TF2JAX

TF2JAX is an experimental library for converting TensorFlow functions/graphs
to JAX functions.
Specifically, it aims to transform a tf.function, e.g.
@tf.function
def tf_fn(x):
return tf.sin(tf.cos(x))
to a python function equivalent to the following JAX code.
def jax_fn(x):
return jnp.sin(jnp.cos(x))
Users are able to apply additional JAX transforms (e.g. jit, grad, vmap,
make_jaxpr, etc.) to the converted function as they would any other code
written in JAX.
[TOC]
Installation
You can install the latest released version of TF2JAX from PyPI via:
pip install tf2jax
or you can install the latest development version from GitHub:
pip install git+https://github.com/google-deepmind/tf2jax.git
Motivations
TF2JAX enables existing TensorFlow functions and models (including
SavedModel and
TensorFlow Hub) to be reused
and/or fine-tuned within JAX codebases. The conversion process is transparent
to the users, which is useful for debugging and introspection.
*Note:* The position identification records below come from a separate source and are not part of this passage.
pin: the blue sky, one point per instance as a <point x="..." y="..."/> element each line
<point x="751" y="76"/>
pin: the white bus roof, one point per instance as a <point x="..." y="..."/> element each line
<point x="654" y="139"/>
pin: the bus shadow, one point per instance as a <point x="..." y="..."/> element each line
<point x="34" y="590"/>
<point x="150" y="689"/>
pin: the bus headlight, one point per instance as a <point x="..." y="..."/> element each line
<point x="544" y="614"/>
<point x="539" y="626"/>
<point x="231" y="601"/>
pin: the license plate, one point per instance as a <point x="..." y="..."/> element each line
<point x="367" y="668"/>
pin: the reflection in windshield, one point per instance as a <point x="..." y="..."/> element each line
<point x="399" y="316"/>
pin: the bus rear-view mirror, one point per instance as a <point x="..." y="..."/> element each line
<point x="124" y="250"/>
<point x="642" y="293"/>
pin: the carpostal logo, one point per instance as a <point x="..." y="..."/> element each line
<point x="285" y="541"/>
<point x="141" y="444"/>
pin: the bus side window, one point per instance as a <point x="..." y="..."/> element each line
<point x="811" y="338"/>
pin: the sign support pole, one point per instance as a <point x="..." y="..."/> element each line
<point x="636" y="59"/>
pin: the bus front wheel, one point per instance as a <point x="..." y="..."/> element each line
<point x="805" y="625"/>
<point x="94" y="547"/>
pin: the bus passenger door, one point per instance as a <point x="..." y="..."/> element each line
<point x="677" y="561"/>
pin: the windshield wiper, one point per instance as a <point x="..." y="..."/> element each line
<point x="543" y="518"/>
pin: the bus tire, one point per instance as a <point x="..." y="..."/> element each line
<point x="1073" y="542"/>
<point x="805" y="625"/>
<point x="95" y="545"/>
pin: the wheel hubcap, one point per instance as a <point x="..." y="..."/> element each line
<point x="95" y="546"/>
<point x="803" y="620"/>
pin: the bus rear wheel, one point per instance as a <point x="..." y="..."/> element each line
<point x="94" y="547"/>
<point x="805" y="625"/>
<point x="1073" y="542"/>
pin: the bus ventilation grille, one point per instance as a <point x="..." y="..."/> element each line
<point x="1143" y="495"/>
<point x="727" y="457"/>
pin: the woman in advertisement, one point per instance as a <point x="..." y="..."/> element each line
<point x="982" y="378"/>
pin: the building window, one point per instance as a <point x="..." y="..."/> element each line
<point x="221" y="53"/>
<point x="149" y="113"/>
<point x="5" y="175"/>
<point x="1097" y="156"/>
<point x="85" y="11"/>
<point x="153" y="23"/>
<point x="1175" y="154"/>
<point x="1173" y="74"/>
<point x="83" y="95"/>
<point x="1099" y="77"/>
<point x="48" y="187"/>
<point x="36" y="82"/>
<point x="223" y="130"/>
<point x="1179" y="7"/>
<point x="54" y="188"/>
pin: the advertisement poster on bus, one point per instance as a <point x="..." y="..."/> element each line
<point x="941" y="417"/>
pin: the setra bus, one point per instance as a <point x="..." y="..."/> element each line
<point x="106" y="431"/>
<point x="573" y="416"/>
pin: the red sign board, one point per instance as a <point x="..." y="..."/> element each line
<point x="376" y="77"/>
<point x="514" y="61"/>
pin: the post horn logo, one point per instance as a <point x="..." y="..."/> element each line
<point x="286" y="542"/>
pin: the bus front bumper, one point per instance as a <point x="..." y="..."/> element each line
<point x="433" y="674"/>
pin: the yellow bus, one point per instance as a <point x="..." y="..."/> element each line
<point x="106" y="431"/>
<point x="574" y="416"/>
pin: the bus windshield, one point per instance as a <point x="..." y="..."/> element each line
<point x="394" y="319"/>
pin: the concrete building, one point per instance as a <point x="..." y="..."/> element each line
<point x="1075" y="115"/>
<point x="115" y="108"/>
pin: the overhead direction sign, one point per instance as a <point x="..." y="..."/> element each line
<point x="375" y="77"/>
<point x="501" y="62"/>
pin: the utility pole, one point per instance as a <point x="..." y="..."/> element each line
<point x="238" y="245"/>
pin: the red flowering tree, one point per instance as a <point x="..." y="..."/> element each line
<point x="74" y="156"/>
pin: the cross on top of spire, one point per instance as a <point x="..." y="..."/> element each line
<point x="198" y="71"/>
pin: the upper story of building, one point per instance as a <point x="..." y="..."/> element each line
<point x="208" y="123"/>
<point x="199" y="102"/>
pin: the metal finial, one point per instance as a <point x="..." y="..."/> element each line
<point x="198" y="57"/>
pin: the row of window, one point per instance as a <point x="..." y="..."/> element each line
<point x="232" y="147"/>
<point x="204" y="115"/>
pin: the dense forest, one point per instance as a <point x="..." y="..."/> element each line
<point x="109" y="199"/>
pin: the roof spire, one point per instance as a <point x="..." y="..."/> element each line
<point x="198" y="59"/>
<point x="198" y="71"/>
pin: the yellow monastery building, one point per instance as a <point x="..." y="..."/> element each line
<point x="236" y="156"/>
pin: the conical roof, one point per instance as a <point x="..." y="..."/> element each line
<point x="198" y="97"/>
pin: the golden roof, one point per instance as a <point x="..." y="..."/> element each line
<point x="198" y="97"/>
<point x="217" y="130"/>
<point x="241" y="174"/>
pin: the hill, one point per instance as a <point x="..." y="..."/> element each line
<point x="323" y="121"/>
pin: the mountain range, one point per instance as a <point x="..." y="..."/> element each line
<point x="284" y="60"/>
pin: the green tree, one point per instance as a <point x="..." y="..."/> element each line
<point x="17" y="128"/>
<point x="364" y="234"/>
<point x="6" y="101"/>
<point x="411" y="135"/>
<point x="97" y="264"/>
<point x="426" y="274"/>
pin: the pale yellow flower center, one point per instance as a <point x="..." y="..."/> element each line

This also provide a pathway for JAX users to integrate JAX functions serialized
via jax2tf.convert, back into their existing JAX codebases.
See section at the end for comparison with an alternative
approach provided by jax2tf.call_tf.
Disclaimer
This is experimental code with potentially unstable API, and there are no
guarantees for using it at this point in time. We highly recommend you
thoroughly test the resulting JAX functions to ensure they meet your
requirements.
Quick start
The rest of this document assumes the following imports:
import jax
import jax.numpy as jnp
import numpy as np
import tensorflow as tf
import tf2jax
An example using the convert API and the Sonnet v2 MLP.
import sonnet.v2 as snt
model = snt.nets.MLP((64, 10,))
@tf.function
def forward(x):
return model(x)
x = np.random.normal(size=(128, 16)).astype(np.float32)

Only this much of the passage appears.